A Bronx clothing designer claiming Jay Z owes him $7 million for the Roc-A-Fella Records logo is crying foul that the hip-hop mogul has conveniently found a man claiming to be the real designer of the symbol — who doesn’t want cash for his creation.
Dwayne Walker sued Jay Z in 2012 for $7 million in Manhattan Federal Court, alleging that he had been screwed out of royalties for the design he made in 1995.
In April, Jay Z’s attorney, Cynthia Arato, deposed Adrien Vargas, a designer who claimed he was the designer who created the Roc-A-Fella logo, filings indicate.
But Vargas said he believed he was not entitled to royalties from the design — essentially an image of a vinyl record and the letter ‘R.’
“(The logo is) in the possession of the person who commissioned the work,” Vargas said, according to documents. “They own the rights. You hand that over when you hand over the work.”
But Vargas then added he never signed any documents regarding the work — meaning he could potentially have a claim on the design.
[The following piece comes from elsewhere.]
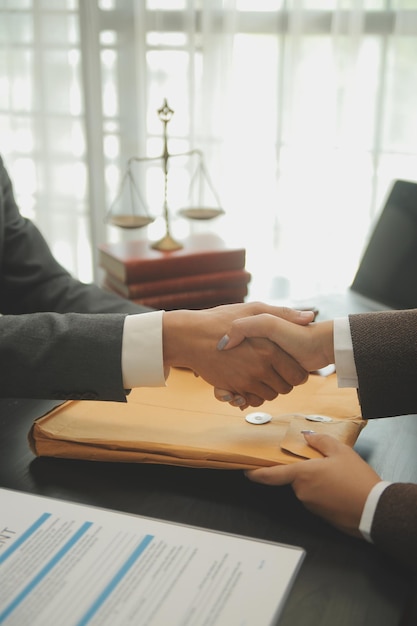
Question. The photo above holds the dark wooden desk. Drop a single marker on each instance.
(342, 582)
The seeming contradiction didn’t sit well with Walker’s attorney, Greg Berry, who suspected Vargas was getting bad advice from Jay Z’s attorney.
“According to Vargas’ current testimony, he created the logo himself and never signed any agreements regarding transferring or licensing the property rights in the logo,” Berry wrote this week, seeking to bar Jay Z’s lawyers from advising Vargas due to a conflict of interest. “If Vargas’ testimony were true (it is not), then he would own the rights to the logo.”
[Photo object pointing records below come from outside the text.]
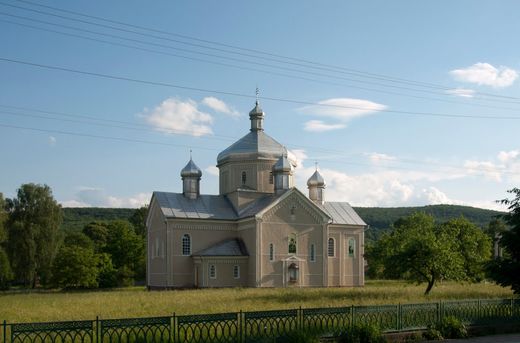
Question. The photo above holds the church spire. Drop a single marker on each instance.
(257, 116)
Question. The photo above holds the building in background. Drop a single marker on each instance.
(260, 231)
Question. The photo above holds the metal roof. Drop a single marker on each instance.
(342, 213)
(253, 145)
(176, 205)
(230, 247)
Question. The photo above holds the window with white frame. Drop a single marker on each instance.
(186, 245)
(331, 247)
(351, 247)
(212, 271)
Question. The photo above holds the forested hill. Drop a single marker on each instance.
(379, 218)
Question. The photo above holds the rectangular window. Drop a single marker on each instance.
(212, 271)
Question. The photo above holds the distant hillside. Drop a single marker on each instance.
(379, 218)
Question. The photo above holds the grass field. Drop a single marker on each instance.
(137, 302)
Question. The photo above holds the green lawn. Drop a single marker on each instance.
(137, 302)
It’s the latest testy exchange between Berry and Arato. The two have traded barbs for months.
“Ms. Arato uses an amazingly revealing word to describe me: ‘contumacious.’ I had to look it up. It means ‘stubbornly or willfully disobedient to authority,’ Berry wrote this week to Judge Ronald Ellis.
“The ‘authority’ she means, your honor, is her, not this court.”
Jay Z has said he does not remember ever meeting Walker.